La cozza nera di Taranto è un Presidio Slow Food

«Da noi la rigenerazione parte dal mare» racconta Luciano Carriero, referente dei produttori del Presidio Slow Food della cozza nera di Taranto. Per lui è una questione di famiglia: quarta generazione di mitilicoltori, il suo bisnonno ha trasmesso passione e mestiere al figlio, e così via fino a lui. In una terra che porta addosso i segni dell’industria pesante, della sofferenza e dell’inquinamento, un gruppo di mitilicoltori lavora per far parlare la città attraverso un prodotto sano e di eccellenza: i molluschi. «Nel 2011, quando venne riscontrata la presenza di diossine nelle cozze, nessuno voleva più acquistare i nostri prodotti.
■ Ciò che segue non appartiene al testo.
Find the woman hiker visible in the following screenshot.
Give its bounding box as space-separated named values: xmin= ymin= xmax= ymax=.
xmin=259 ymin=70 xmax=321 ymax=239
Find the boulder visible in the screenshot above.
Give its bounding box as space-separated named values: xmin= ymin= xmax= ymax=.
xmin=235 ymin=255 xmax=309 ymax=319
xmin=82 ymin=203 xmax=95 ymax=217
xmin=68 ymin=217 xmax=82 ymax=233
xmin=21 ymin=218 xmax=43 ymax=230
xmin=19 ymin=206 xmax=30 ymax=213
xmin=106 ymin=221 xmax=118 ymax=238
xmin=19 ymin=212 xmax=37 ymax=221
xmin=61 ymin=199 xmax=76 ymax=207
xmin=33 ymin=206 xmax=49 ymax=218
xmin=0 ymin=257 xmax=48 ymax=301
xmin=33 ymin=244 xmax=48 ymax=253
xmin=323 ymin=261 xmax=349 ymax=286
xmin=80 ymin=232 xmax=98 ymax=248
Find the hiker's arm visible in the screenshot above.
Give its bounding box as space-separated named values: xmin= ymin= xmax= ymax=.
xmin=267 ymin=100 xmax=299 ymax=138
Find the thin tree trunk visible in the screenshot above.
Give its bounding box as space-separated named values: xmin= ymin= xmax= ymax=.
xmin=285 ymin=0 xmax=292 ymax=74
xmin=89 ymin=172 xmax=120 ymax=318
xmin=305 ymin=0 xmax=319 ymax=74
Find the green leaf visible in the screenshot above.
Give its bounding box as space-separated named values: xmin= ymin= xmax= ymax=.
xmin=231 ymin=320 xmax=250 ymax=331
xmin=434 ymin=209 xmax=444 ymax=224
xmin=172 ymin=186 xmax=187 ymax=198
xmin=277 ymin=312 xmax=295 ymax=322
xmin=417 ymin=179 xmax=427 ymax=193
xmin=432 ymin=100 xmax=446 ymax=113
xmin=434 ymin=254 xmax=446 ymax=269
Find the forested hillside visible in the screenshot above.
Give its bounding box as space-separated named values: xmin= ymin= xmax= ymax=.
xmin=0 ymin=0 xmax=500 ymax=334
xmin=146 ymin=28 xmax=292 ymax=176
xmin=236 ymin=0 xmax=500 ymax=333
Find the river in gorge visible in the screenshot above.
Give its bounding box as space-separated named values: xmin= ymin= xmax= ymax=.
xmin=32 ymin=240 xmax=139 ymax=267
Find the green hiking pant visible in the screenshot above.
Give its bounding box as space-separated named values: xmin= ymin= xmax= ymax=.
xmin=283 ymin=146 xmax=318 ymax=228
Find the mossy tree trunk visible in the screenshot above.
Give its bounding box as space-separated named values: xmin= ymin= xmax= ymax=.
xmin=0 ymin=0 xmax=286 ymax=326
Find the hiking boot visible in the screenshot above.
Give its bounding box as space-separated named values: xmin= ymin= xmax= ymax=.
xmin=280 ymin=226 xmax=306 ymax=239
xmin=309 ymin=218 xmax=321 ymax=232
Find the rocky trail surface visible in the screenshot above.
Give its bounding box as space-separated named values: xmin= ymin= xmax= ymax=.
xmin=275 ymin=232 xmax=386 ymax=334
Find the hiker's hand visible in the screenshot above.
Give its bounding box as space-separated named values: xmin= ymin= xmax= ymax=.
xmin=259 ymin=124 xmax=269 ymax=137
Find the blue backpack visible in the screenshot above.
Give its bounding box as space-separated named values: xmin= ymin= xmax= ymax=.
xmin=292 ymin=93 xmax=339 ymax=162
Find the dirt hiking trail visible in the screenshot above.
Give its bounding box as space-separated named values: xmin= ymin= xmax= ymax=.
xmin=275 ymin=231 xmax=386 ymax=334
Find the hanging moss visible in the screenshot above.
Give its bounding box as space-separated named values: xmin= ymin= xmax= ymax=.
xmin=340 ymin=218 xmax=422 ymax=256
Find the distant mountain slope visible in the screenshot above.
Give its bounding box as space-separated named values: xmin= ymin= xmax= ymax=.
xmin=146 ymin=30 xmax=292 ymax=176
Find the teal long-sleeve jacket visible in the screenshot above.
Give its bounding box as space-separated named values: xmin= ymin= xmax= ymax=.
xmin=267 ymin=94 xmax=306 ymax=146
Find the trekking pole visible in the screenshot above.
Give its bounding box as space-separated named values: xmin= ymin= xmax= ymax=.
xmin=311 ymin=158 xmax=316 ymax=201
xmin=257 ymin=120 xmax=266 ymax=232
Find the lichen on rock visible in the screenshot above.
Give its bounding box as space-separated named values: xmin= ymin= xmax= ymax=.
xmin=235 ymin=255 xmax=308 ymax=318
Qui a Taranto, la mitilicoltura è stata azzerata dalle industrie della città. Ma se non siamo morti noi, commercialmente e moralmente, può riprendersi chiunque».

 

Hanno spostato gli impianti più lontano dalle industrie, in un’area intonsa del mar Piccolo dove sgorgano più di trenta sorgenti di acqua dolce, usano materiali vegetali e biodegradabili, seguono tradizioni tramandate da secoli. Le cozze che arrivano in commercio sono sottoposte a rigorosi controlli, che certificano la salubrità del prodotto. 

 

«Siamo la prova vivente che la rigenerazione parte da individui che si uniscono: eravamo soli e abbandonati da tutti, abbiamo lavorato duramente e Slow Food ci ha aiutati in questo percorso. Oggi siamo vivi e a contatto con il nostro mare. E il mare è così: se lo vivi, te ne innamori».